In 2010, the city entered an operating agreement with Chico Outsiders, a volunteer organization, to construct and maintain the disc golf course in compliance with the Bidwell Park Master Management Plan. The agreement includes mandatory mitigation measures to protect plants such as the Butte County checkerbloom and Bidwell’s knotweed as well as tree-nesting raptors, cliff-nesting peregrine falcons, vernal pools, oak trees and wildflowers. (Elliott says many of these obligations have been well met by fencing off certain areas and posting warning signs in others.)

Club President Adam Filippone—who did not return CN&R’s messages as of press time—spoke of erosion and vegetation damage during a Bidwell Park and Playground Commission meeting last July, according to meeting minutes posted online.

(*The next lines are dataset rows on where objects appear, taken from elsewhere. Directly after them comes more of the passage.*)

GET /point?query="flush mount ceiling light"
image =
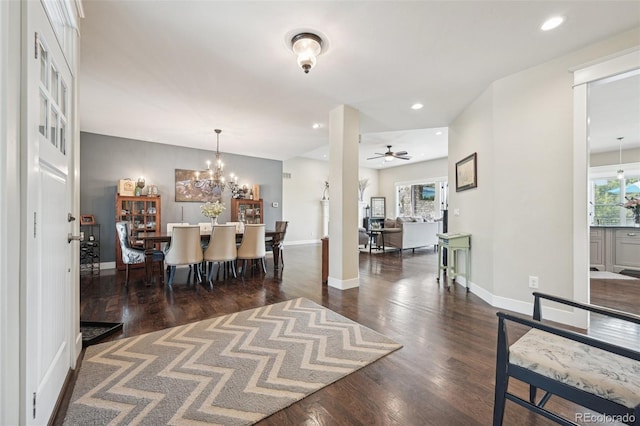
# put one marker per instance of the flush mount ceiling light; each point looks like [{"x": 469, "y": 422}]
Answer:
[
  {"x": 307, "y": 46},
  {"x": 552, "y": 23}
]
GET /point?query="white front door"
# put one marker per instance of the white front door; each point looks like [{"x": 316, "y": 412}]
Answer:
[{"x": 47, "y": 262}]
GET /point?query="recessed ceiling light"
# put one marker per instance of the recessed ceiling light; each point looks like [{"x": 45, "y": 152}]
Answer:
[{"x": 552, "y": 23}]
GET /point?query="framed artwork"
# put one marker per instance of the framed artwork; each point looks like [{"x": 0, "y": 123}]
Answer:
[
  {"x": 126, "y": 187},
  {"x": 378, "y": 208},
  {"x": 467, "y": 173},
  {"x": 194, "y": 185},
  {"x": 87, "y": 219}
]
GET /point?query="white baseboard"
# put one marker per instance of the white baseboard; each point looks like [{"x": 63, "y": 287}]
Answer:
[
  {"x": 572, "y": 317},
  {"x": 343, "y": 284},
  {"x": 108, "y": 265},
  {"x": 301, "y": 242}
]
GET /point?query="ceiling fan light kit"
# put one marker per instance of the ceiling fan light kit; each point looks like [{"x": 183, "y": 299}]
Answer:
[{"x": 390, "y": 156}]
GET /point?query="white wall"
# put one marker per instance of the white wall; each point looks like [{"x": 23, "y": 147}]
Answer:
[
  {"x": 521, "y": 214},
  {"x": 302, "y": 193},
  {"x": 10, "y": 242}
]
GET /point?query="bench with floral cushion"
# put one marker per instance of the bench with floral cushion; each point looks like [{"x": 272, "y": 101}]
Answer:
[{"x": 601, "y": 376}]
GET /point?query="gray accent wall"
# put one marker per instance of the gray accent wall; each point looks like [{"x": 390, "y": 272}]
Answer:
[{"x": 106, "y": 159}]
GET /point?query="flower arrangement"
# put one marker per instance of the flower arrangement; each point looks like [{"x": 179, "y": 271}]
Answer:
[
  {"x": 212, "y": 209},
  {"x": 633, "y": 204},
  {"x": 362, "y": 185}
]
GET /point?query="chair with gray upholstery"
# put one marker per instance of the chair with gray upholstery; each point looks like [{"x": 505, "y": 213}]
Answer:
[{"x": 132, "y": 255}]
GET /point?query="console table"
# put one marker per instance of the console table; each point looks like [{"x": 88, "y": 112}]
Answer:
[{"x": 454, "y": 242}]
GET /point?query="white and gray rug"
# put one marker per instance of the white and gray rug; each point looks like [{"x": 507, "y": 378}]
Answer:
[{"x": 232, "y": 370}]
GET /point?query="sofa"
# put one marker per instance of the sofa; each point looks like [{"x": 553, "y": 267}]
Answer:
[{"x": 411, "y": 233}]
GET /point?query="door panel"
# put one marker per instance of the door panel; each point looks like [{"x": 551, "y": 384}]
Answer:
[{"x": 48, "y": 341}]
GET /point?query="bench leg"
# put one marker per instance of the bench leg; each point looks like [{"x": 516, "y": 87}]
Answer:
[{"x": 502, "y": 377}]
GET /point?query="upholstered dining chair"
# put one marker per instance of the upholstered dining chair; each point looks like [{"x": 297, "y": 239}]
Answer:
[
  {"x": 132, "y": 255},
  {"x": 172, "y": 225},
  {"x": 184, "y": 249},
  {"x": 281, "y": 229},
  {"x": 252, "y": 245},
  {"x": 222, "y": 249}
]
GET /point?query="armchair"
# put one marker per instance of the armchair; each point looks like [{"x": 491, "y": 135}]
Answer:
[{"x": 601, "y": 376}]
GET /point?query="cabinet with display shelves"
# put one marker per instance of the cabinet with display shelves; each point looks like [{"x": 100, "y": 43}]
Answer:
[
  {"x": 143, "y": 215},
  {"x": 90, "y": 248},
  {"x": 247, "y": 211}
]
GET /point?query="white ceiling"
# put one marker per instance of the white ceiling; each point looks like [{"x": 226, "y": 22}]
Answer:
[{"x": 172, "y": 71}]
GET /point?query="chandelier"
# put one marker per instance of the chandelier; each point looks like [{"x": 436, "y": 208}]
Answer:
[{"x": 213, "y": 179}]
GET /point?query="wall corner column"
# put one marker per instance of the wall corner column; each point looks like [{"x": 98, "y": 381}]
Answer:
[{"x": 344, "y": 130}]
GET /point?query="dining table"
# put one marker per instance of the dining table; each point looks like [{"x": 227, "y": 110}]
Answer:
[{"x": 150, "y": 240}]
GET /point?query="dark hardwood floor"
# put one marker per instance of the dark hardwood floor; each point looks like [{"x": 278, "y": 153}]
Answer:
[{"x": 443, "y": 375}]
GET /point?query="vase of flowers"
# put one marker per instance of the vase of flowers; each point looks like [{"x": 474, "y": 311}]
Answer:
[
  {"x": 212, "y": 210},
  {"x": 633, "y": 204},
  {"x": 362, "y": 185}
]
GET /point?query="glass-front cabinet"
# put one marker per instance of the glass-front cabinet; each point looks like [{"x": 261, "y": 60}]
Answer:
[
  {"x": 247, "y": 211},
  {"x": 143, "y": 215}
]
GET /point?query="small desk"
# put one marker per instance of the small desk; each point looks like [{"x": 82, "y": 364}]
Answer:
[
  {"x": 373, "y": 236},
  {"x": 454, "y": 242}
]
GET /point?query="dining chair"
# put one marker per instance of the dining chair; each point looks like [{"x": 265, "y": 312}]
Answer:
[
  {"x": 184, "y": 249},
  {"x": 252, "y": 246},
  {"x": 281, "y": 229},
  {"x": 222, "y": 249},
  {"x": 132, "y": 255},
  {"x": 172, "y": 225}
]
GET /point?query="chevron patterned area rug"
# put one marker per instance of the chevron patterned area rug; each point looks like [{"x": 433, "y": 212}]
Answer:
[{"x": 232, "y": 370}]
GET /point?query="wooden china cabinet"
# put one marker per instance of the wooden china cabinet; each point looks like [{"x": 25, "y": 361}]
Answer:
[
  {"x": 247, "y": 211},
  {"x": 143, "y": 215}
]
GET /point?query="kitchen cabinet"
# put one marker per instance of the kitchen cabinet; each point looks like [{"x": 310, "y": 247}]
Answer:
[{"x": 614, "y": 248}]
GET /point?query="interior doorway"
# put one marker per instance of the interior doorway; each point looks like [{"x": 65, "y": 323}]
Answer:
[{"x": 585, "y": 129}]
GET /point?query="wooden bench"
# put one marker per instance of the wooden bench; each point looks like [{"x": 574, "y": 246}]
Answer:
[{"x": 598, "y": 375}]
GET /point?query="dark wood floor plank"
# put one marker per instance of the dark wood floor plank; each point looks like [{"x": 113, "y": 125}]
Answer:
[{"x": 443, "y": 374}]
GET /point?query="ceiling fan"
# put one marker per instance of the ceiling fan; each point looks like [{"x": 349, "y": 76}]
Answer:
[{"x": 389, "y": 155}]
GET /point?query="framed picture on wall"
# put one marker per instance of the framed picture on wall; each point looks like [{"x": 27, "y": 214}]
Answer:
[
  {"x": 378, "y": 208},
  {"x": 87, "y": 219},
  {"x": 194, "y": 185},
  {"x": 466, "y": 173}
]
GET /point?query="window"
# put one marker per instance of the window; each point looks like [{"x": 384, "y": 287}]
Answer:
[
  {"x": 426, "y": 199},
  {"x": 605, "y": 201}
]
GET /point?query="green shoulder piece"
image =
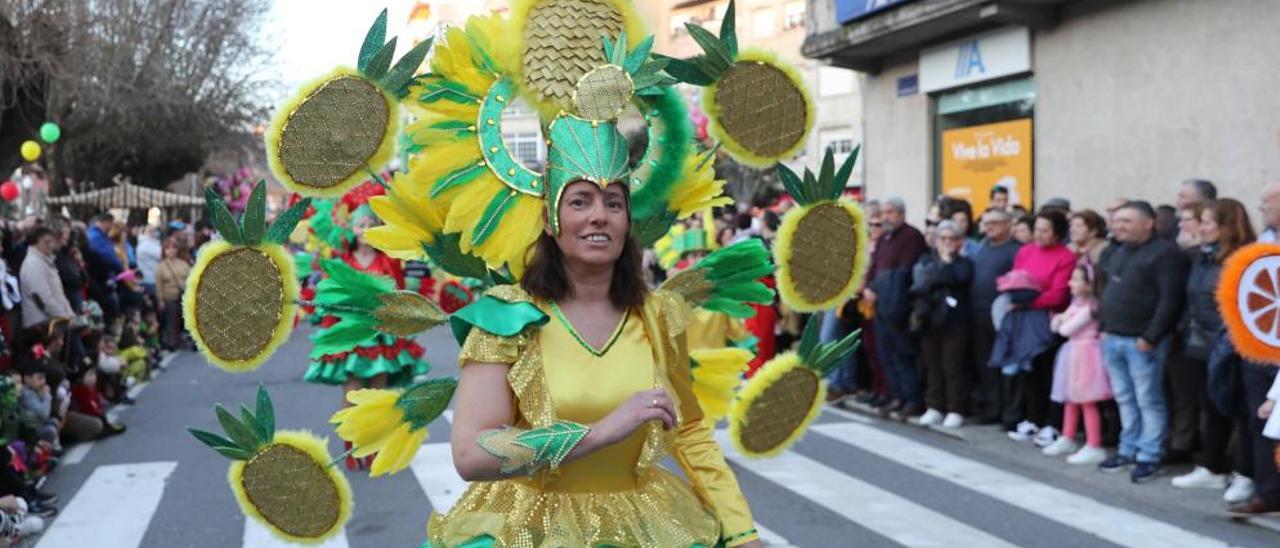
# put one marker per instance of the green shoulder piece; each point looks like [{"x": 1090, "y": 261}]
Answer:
[{"x": 497, "y": 316}]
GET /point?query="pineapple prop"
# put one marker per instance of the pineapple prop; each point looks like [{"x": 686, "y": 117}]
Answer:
[
  {"x": 342, "y": 126},
  {"x": 759, "y": 108},
  {"x": 241, "y": 295},
  {"x": 282, "y": 479},
  {"x": 776, "y": 407},
  {"x": 822, "y": 249}
]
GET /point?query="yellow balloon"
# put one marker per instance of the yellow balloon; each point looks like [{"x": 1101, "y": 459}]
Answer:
[{"x": 30, "y": 150}]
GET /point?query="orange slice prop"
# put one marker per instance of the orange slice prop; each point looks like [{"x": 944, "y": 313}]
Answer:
[{"x": 1248, "y": 295}]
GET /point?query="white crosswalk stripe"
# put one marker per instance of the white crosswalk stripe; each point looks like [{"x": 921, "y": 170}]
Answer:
[
  {"x": 1116, "y": 525},
  {"x": 895, "y": 517},
  {"x": 113, "y": 508}
]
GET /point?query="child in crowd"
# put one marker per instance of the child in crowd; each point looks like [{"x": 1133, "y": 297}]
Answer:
[
  {"x": 1079, "y": 375},
  {"x": 88, "y": 401}
]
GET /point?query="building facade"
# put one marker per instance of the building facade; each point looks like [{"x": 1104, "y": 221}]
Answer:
[{"x": 1088, "y": 100}]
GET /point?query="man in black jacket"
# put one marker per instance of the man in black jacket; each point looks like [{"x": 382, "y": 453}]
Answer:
[{"x": 1141, "y": 306}]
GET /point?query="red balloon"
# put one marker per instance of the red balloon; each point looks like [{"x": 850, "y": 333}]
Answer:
[{"x": 9, "y": 191}]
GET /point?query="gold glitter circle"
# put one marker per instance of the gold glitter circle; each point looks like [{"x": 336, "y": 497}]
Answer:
[
  {"x": 822, "y": 252},
  {"x": 240, "y": 300},
  {"x": 563, "y": 40},
  {"x": 333, "y": 133},
  {"x": 780, "y": 410},
  {"x": 760, "y": 108},
  {"x": 292, "y": 491},
  {"x": 603, "y": 94}
]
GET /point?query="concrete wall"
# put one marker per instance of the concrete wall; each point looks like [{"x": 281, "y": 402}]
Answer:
[{"x": 1134, "y": 97}]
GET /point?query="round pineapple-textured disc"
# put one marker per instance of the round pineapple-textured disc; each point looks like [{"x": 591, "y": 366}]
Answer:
[
  {"x": 292, "y": 491},
  {"x": 777, "y": 412},
  {"x": 603, "y": 94},
  {"x": 333, "y": 132},
  {"x": 762, "y": 109},
  {"x": 563, "y": 41},
  {"x": 240, "y": 300},
  {"x": 823, "y": 252}
]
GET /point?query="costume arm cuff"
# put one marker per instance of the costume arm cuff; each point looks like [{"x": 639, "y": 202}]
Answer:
[{"x": 529, "y": 451}]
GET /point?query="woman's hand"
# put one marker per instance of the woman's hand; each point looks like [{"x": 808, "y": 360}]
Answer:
[{"x": 639, "y": 409}]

He suggested devoting volunteer hours to covering worn areas with seeded straw to address erosion, making more strategic use of disc-deflecting posts in front of trees, and adjusting the placement of baskets to decrease concentration of foot traffic.

Now, nearly a year later, straw hasn’t been laid, erosion is clearly evident—the concrete tee platforms, once at ground-level, are now several inches above the dirt—and many of the protective posts are missing or have cracked or split in half due to heat and haven’t been replaced.

The matter will come to a head at the Bidwell Park and Playground Commission meeting on June 29, when Dan Efseaff, the city of Chico’s park and natural resource manager, will present findings from the 2014 monitoring report for the course.

From Elliott’s perspective, he’d just like someone to deliver on the promises to protect the environment at Peregrine Point.

“When your mitigation measures don’t work, you use other ones,” he said. “You adapt your strategies. All they’ve done to adapt their strategies is moving baskets, or saying they’d place tree deflectors in some different spots, [and] be more strategic about it. Well, they said that, but they haven’t done diddly.”